Oil prices dipped on Monday as the start to U.S. sanctions against Iran’s fuel exports was softened by waivers that will allow some countries to still import Iranian crude, at least temporarily.
Brent crude futures, the international benchmark for oil prices, were at $72.53 per barrel, down 30 cents, or 0.4 percent from their last close, while the U.S. West Texas Intermediate (WTI) crude futures were down 27 cents, or 0.4 percent, at $62.87 a barrel.
Brent has lost more than 16 percent in value since early October, while WTI has declined by more than 18 percent since then.
Traders said prices have been coming under pressure since it became clear that Washington was allowing several countries to continue importing crude from Iran despite the sanctions, which officially started on Monday.
The United States said on Friday it will temporarily allow eight importers to keep buying Iranian oil when it re-imposes sanctions, aimed at forcing Iran to curb its nuclear, missile and regional activities.
U.S. Secretary of State Mike Pompeo, who announced the decision, did not name the eight, which he referred to as “jurisdictions,” a term that might include importers such as Taiwan which the United States does not regard as a country.
China, India, South Korea, Turkey, Italy, the United Arab Emirates and Japan have been the top importers of Iran’s oil, while Taiwan occasionally buys cargoes of Iranian crude but is not a major buyer.
“All eyes will be on the outcome of negotiations on possible waivers to U.S. sanctions on Iran.

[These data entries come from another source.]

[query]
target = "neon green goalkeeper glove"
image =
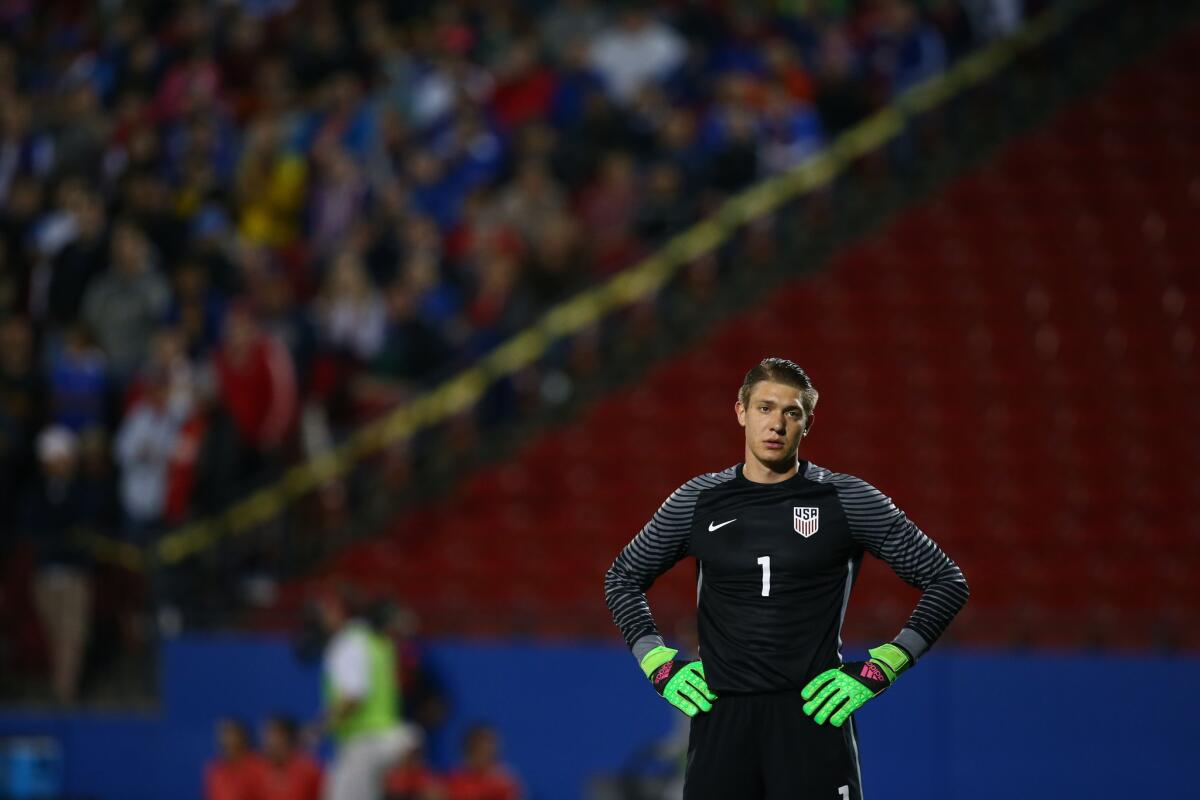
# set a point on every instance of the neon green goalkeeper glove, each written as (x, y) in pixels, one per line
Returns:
(837, 693)
(681, 683)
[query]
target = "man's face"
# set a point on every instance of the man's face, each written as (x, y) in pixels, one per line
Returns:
(774, 422)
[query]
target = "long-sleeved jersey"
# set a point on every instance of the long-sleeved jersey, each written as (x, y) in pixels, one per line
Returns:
(777, 563)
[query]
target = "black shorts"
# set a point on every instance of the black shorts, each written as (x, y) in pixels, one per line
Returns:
(763, 747)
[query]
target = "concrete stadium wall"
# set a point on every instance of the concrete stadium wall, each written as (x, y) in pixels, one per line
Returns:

Any deals allowing oil importers to continue buying from Iran could see prices come under further pressure,” ANZ bank said on Monday.
Oil markets have already adjusted to the Iran sanctions, gradually dialling back imports in preparations.
“Iranian exports and production had been declining steadily in advance. Market surveys of Iranian exports show a decline of more than 1 million barrels per day (bpd) as of October from May,” Edward Bell, commodity analyst at Emirates NBD bank said.
On the demand side, Bell warned that consumption may be slowing due to an economic slowdown, as seen in a sharp drop in refining profits for key fuels like gasoline.
“Sagging refining margins at a time of weak crude prices sends a very telling message to us that demand is underperforming,” he said.